Sul Bulletin of Atomic Scientists (BAS) Yousaf Butt e Ferenc Dalnoki-Veress hanno poi definito  il disegno una “bufala amatoriale”, affondando definitivamente la credibilità della patacca. A confezionarla quindi non può essere stato uno scienziato di livello, più probabilmente è stata copiata da internet e decorata con una scritta in farsi per farla sembrare più “iraniana”.

Eppure AP ha lanciato la notizia con il titolo”AP EXCLUSIVE: GRAPH SUGGESTS IRAN WORKING ON BOMB” (Esclusiva AP: grafico indica che l’Iran lavora alla bomba) e la prima parte del lancio confortava il titolo, un clamoroso infortunio si direbbe, se si potesse concludere che AP è stata ingannata dagli emissari dei due governi misteriosi (Usa e Israele), ma appare più verosimile l’autore del pezzo non fosse così ingenuo da non rendersi conto dell’inconsistenza della storia. Tanto che qualche verifica l’ha fatta e ne ha riportato l’esito negativo, senza che questo tuttavia lo convincesse a cambiare il tono dell’articolo. Una patacca a livelli di quella sulle ninja assassine made in Teheran spacciata a suo tempo da Reuters.
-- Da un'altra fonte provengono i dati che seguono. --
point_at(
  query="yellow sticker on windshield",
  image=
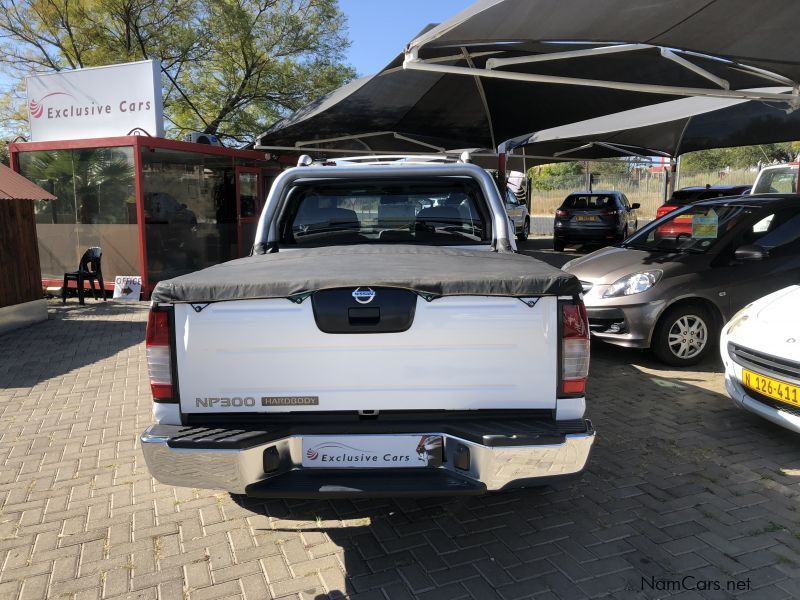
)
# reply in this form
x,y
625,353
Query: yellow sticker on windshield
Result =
x,y
705,226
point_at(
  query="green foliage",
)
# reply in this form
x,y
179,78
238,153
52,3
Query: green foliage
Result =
x,y
739,158
555,176
230,67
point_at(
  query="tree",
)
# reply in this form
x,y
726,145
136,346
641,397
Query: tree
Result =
x,y
230,67
742,157
556,176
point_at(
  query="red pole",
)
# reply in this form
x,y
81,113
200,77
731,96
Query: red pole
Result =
x,y
140,224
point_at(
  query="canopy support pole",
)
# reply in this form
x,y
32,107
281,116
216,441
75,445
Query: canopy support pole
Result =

Per difendersi da questo diluvio di falsi i giornalisti e i lettori hanno solo un’arma: la prudenza. Prudenza nell’accogliere le notizie più clamorose e nel soppesare le fonti, da rafforzare con una buona dose di diffidenza, visto che le fonti hanno dimostrato di essere impegnate a tempo pieno nella diffusione di patacche e che neppure il filtro di organizzazioni come Associated Press può essere considerato sufficiente, quando si tratti di arginare certa propaganda d’origine occidentale. In casi del genere le maggiori agenzie occidentali si trovano sullo stesso livello di credibilità di quelle iraniane, da prendere con le molle.